Add paper 4 (DHP, 10.5281/zenodo.19952612) to publications footer

47c7e18 verified 8 days ago

5.17 kB

	---
	license: cc-by-4.0
	tags:
	- ctm
	- continuous-thought-machine
	- slot-attention
	- world-model
	- physics
	- object-centric
	- research
	---

	# SlotCTM

	Research artifact for: [Per-Object Slot Decomposition for Scalable Neural World Modeling: When Does Attention Beat Mean-Field?](https://doi.org/10.5281/zenodo.19846804)

	Archon, Jesse Caldwell, Aura — DuoNeural, April 2026

	## Overview

	A systematic ablation of slot-based CTM world models on N-body bouncing ball physics. Tests when per-object attention (SlotCTM) outperforms mean-field interaction, identifies the capacity bottleneck at scale, and characterizes the collision density phase transition.

	Central question: When does modeling object interactions via attention beat modeling them via mean-field (SlotGNN with pooled interaction)?

	## Key Findings

	### Temporal Specialization Arc (v21–v24)

	\| Version \| Setting \| Spec Score \| Key Finding \|
	\|---\|---\|---\|---\|
	\| v21 \| Learned, no constraint \| 0.0078 \| No specialization. All slots generalists. \|
	\| v22 \| Hard delay (slot i → t-i·τ) \| 0.2777 \| Forced specialization works (35× v21), but 2–7× perf cost. \|
	\| v23 \| Soft learned gates \| 0.0876 \| Freedom collapses to present. Delta-function gates. \|
	\| v24 \| Forced diversity loss \| 0.2353 \| Gates spread to [0–15] but performance unchanged. \|

	Conclusion: Temporal gate diversity emerges only when the task requires it. Bouncing ball state is Markovian — one frame is sufficient. The optimal temporal gate is the task's predictability horizon.
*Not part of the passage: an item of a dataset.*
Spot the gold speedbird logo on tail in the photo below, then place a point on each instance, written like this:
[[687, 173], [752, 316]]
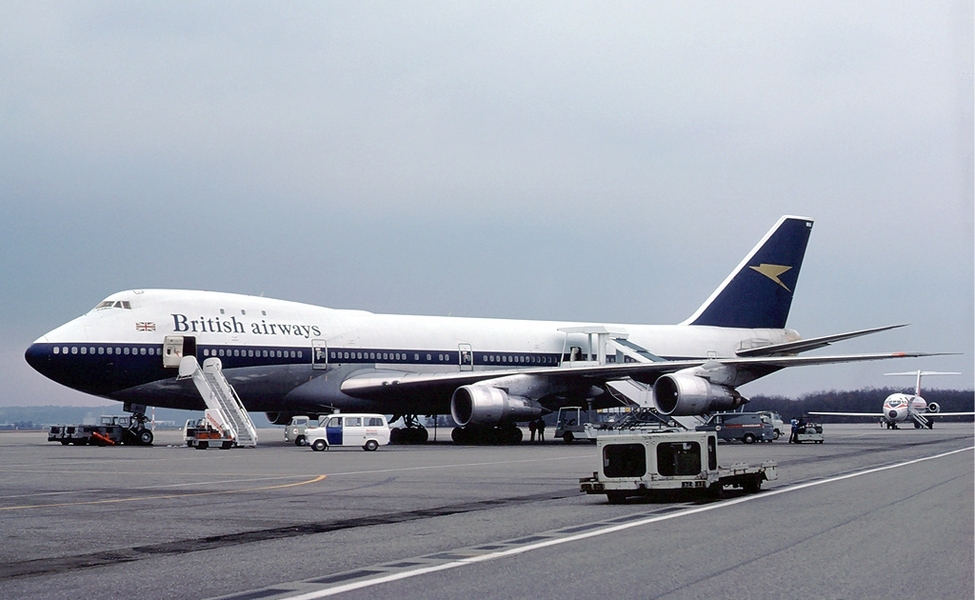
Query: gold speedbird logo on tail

	### N-Body Scaling (v10, v14)

	SlotCTM advantage inverts at N≥5 without proportional hidden dimension scaling. At N=8 with standard HIDDEN_DIM=384, CTM is 2.8× worse than MLP. Scaling HIDDEN_DIM = N×128 recovers the advantage.

	### Phase Transition (v12)

	Collision density r_critical ≈ 0.09–0.11 separates two regimes:
	- Ballistic (r < 0.10): MLP fine, CTM overkill
	- Collision-entangled (r > 0.10): CTM wins, advantage grows monotonically

	At r=0.20, k=100: MLP MSE = 89,241, CTM = 0.352. Ratio: 253,000:1.

	### Partial Observability (v13 extension of v7)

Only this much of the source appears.